Judges do not have it easy. They have exploding caseloads and fewer and fewer dollars every year to deal with them. But at what point did the convenience of the court’s calendar start not just to overshadow the rights of the defendants and the needs of the victims and witnesses, but to completely consume it? Doing anything to disrupt the court’s calendar — whether it be by filing a motion requesting an evidentiary hearing, seeking an adjournment, or (gasp!) a defendant who actually exercises his right to a trial — causes a meltdown.

Recently, while waiting for my case to be called, I watched a judge grill a defendant at his final pretrial hearing about why he wanted a trial. “What is it you think your lawyer can do for you?” the judge asked, reminding the defendant that he had already confessed.
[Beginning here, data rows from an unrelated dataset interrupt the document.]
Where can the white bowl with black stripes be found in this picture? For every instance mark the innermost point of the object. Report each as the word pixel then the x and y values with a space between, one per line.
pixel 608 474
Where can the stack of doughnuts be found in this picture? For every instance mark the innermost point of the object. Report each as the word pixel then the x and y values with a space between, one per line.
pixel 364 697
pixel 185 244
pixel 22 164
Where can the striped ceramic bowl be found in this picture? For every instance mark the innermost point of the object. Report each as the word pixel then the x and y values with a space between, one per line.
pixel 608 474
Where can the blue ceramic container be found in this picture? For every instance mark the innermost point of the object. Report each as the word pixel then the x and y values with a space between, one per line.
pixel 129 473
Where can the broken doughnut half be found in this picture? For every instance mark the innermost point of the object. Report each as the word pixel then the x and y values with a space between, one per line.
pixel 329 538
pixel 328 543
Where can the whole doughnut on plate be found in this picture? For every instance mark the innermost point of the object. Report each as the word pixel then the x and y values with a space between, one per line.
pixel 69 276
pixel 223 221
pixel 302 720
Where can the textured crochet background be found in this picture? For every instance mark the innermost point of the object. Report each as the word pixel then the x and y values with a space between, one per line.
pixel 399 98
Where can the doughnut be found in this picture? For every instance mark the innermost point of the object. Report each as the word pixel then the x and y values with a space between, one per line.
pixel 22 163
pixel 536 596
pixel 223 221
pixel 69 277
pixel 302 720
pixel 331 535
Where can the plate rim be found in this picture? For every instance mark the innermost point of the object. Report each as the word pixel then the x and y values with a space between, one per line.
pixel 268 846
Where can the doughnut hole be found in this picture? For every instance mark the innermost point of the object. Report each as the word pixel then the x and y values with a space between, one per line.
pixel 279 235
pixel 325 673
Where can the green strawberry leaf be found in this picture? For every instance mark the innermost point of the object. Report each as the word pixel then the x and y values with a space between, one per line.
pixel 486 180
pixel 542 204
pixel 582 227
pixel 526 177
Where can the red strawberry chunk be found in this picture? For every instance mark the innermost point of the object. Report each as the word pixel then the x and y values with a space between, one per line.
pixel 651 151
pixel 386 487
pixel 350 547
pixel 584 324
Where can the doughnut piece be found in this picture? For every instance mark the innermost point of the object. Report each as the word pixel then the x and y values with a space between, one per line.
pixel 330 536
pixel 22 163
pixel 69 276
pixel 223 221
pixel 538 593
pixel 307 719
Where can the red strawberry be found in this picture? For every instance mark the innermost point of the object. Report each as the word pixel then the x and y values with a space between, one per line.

But how does the judge know that? Because the state alleged it when the parties were discussing witnesses? There are lots of reasons people confess, if that is in fact what he did. And so what if he did confess; maybe his defense wasn’t that he didn’t do it, but that he was privileged to act in a particular way. I have no idea — I just saw a five-minute final pretrial hearing. But I was outraged that the defense attorney stood silent and let his client be questioned. The answer to the judge’s question is simple: the client wants a trial so he gets a trial. Why should never figure into it.

That sort of questioning has no place in a courtroom. It’s abhorrent. It’s unconstitutional. It’s uncivil.

Judges are under enormous pressure, but so is everyone else. A defendant exercising his rights by actively defending against the serious charges against him, should not be the cause of incivility. It should be celebrated.